На этой неделе главный оркестр Татарстана исполнил ваши произведения в ГБКЗ имени Сайдашева. От кого исходила инициатива этого концерта — от маэстро Сладковского или от вас? (Ганеев Р.)

— Мы с Александром Сладковским уже давно знакомы, но никогда раньше не сотрудничали. Однажды мы встретились в подмосковном Клину на традиционном фестивале Чайковского, который вел Сладковский как дирижер, и он предложил провести концерт моей музыки в Казани перед Новым годом. Я согласился. Почему бы и нет?

Я предложил формат концерта, который у меня сложился с оркестром кинематографии и дирижером Сергеем Скрипкой. Это его была идея сделать концерт «Дунаевский + Дунаевский», то есть Дунаевский-старший и Дунаевский-младший. В зале имени Чайковского в Москве такой концерт мы уже делали. Я предложил Сладковскому повторить эту идею, но, может быть, в каком-то другом ракурсе, с другими произведениями. Я подобрал произведения и свои, и отца. После споров и обсуждений скомпоновалась программа. Концерт вел я сам и не просто объявлял номера, а общался с публикой. Мне всегда это очень интересно. Это у нас такой особый концертный формат.  

— В Казани высадился большой десант московских артистов...

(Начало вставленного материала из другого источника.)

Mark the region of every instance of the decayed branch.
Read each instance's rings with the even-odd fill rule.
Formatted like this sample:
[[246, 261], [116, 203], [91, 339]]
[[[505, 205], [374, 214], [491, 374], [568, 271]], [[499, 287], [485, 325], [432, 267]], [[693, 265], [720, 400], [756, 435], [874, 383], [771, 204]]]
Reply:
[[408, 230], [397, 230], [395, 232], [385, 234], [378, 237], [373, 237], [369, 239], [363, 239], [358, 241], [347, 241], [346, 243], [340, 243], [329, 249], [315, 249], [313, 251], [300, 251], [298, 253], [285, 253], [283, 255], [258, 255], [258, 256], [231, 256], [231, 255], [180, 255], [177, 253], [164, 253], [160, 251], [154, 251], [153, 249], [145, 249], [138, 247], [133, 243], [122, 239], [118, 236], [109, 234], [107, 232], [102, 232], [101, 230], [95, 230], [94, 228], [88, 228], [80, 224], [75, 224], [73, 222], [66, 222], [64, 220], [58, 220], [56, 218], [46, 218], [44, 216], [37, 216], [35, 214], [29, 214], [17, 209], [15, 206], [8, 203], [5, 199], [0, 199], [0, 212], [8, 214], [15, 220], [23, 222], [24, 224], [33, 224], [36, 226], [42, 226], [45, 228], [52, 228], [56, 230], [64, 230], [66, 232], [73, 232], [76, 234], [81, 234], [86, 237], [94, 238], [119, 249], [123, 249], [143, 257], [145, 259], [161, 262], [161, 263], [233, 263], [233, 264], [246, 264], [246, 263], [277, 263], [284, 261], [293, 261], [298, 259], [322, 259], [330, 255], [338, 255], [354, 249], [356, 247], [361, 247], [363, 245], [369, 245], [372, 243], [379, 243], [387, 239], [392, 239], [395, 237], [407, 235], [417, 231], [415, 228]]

— Более 50 человек. В Казань я привез замечательную филармоническую солистку молодое сопрано Варвару Комаровскую и эстрадную певицу, с которой много лет работаю, Ангелину Сергееву, а также хор Московской областной филармонии, которую я возглавляю. Если делать большой хороший концерт, то без хора как-то утло все будет. Если делать, так уж делать! И у Исаака Дунаевского, и у меня есть хоровые произведения. Хор — это всегда красиво. Тем более что хор имени Кожевникова — это один из лучших академических хоров России. Кстати, я с удовольствием работал бы и с местными солистами. Мне предложили также провести концерт для правительства республики, где участвовали местные солисты. Я послушал их — и почему мне их раньше не предложили? Может, и не надо было бы везти с собой никого...

— По какому принципу вы отбирали произведения для исполнения в Казани? Почему, например, не было музыки из популярного фильма «Три мушкетера»?

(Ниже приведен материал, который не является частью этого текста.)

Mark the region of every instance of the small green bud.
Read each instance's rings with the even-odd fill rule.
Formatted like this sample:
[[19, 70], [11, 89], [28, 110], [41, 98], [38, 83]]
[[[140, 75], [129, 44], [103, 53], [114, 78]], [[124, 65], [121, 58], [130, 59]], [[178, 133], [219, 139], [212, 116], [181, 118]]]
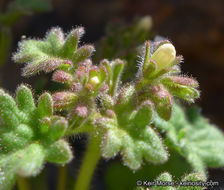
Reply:
[[127, 85], [126, 87], [122, 88], [119, 95], [118, 95], [118, 104], [125, 105], [129, 103], [131, 98], [135, 94], [135, 87], [131, 84]]
[[100, 100], [103, 110], [112, 109], [115, 104], [115, 100], [108, 94], [103, 94], [100, 96]]

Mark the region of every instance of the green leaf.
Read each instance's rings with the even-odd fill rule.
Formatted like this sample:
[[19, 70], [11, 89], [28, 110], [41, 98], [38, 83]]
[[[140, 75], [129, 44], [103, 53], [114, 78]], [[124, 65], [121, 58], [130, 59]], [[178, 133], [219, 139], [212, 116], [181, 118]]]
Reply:
[[116, 59], [112, 62], [112, 81], [111, 81], [111, 93], [114, 95], [117, 92], [118, 85], [120, 83], [121, 73], [124, 68], [124, 61]]
[[43, 168], [45, 150], [39, 144], [31, 144], [24, 150], [18, 151], [15, 155], [17, 160], [16, 173], [28, 177], [37, 175]]
[[71, 148], [69, 144], [64, 140], [59, 140], [52, 144], [47, 151], [47, 161], [57, 163], [57, 164], [65, 164], [71, 161], [73, 158], [73, 154], [71, 152]]
[[0, 90], [0, 117], [3, 119], [4, 124], [11, 128], [19, 125], [20, 112], [16, 102], [3, 90]]
[[[0, 189], [9, 190], [17, 176], [37, 175], [46, 155], [54, 150], [51, 162], [67, 163], [72, 152], [65, 140], [67, 120], [53, 115], [53, 101], [48, 93], [40, 96], [37, 108], [31, 90], [17, 89], [15, 100], [0, 90]], [[60, 154], [60, 155], [59, 155]]]
[[[170, 121], [161, 121], [157, 116], [154, 125], [166, 131], [172, 146], [188, 160], [194, 171], [206, 175], [206, 167], [224, 166], [224, 135], [198, 110], [192, 109], [185, 114], [175, 104]], [[183, 131], [184, 135], [180, 135]]]
[[40, 71], [48, 73], [58, 68], [68, 71], [72, 67], [76, 68], [77, 63], [84, 61], [94, 51], [92, 45], [77, 49], [83, 33], [83, 28], [77, 28], [65, 37], [60, 28], [52, 28], [43, 40], [21, 41], [13, 59], [18, 63], [27, 63], [23, 76], [31, 76]]
[[64, 118], [56, 119], [56, 121], [53, 121], [53, 124], [49, 129], [49, 138], [53, 141], [59, 140], [65, 134], [67, 127], [67, 120], [65, 120]]
[[69, 33], [61, 50], [64, 57], [73, 56], [74, 52], [77, 50], [79, 40], [84, 33], [85, 31], [82, 27], [76, 28]]
[[16, 92], [18, 108], [25, 112], [32, 112], [35, 109], [32, 91], [25, 85], [20, 85]]
[[165, 147], [156, 132], [149, 126], [139, 130], [135, 125], [120, 126], [114, 119], [101, 118], [99, 127], [107, 131], [101, 144], [105, 158], [123, 157], [124, 165], [133, 170], [141, 167], [143, 159], [152, 163], [163, 163], [168, 159]]
[[44, 93], [40, 96], [37, 106], [40, 118], [53, 115], [53, 100], [50, 94]]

— Я вам скажу так: просто надоело, хотя была исполнена одна песня из «Возвращения мушкетеров». Может быть, получился не очень удачный фильм, но зато красивая мелодия. А когда публика просит исполнить «Пора-пора-порадуемся», мы всегда это с удовольствием делаем.


ХАРАКТЕР ГУБАЙДУЛИНОЙ ТАКОЙ ЖЕ СЛОЖНЫЙ, КАК ЕЕ МУЗЫКА?

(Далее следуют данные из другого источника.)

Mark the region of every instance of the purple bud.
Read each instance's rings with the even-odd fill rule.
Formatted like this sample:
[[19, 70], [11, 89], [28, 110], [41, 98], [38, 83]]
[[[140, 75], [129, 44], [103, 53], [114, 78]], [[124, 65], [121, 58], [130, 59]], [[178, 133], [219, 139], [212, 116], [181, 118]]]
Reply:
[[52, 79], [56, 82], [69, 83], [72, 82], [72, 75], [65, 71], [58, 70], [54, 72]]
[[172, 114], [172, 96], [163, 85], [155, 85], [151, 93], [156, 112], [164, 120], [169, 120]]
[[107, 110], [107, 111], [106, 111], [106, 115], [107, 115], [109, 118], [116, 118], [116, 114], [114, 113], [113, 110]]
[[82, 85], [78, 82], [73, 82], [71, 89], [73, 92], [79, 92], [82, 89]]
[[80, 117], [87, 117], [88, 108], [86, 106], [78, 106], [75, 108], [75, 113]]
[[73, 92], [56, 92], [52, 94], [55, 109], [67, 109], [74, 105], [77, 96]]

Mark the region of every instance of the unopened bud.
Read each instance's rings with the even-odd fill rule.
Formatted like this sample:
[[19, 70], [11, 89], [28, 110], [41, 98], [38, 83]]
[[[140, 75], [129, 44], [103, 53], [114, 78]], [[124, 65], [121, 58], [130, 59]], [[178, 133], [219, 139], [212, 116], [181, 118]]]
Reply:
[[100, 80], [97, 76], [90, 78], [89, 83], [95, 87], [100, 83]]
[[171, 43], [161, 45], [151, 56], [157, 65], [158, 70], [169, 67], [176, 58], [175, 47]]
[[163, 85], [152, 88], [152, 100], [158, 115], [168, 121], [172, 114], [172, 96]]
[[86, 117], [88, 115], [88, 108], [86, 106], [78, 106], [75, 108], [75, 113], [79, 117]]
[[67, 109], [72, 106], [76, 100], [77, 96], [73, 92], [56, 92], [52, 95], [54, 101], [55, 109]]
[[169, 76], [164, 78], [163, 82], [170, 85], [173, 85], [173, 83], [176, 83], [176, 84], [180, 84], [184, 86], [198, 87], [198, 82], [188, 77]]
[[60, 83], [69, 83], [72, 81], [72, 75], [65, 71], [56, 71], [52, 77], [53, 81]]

— Зависит ли тональность музыкального произведения от характера композитора? Вот у вас, например, музыка легкая, воздушная, жизнеутверждающая. У вас и характер такой? (Эльза)

— Да, я очень энергичный и позитивный человек. Думаю, музыка от характера композитора зависит. Очень трудно переломить характер. Я хорошо был знаком с композиторами, характерам которых соответствовала написанная ими музыка, тот же Дмитрий Шостакович. Хотя он когда-то вместе с моим отцом, с Утесовым и Шульженко работал в Ленинградском мюзикл-холле, и они делали веселые представления, но образ Шостаковича все-таки был другой. Он был самоуглубленным, странным человеком, и музыка у него такая же — до трагизма доходящая. А, например, Прокофьев был абсолютно человеком-зажигалкой, и музыка у него вся такая — как шампанское.  

— Если судить по музыке, какой характер у Софии Губайдулиной?

— Ее лично я не знаю, а музыка у нее очень разная, но всегда сложная. Видимо, и характер у нее такой же сложный. Когда она говорит, она очень милая, симпатичная, но, судя по музыке, там такие хитросплетения... Конечно, это мировая звезда.

— У вас в Московской областной филармонии работает всемирно известный баянист Айдар Гайнуллин — это гордость Татарстана. Каким образом вы познакомились с Айдаром, как удалось заполучить его? (Венера)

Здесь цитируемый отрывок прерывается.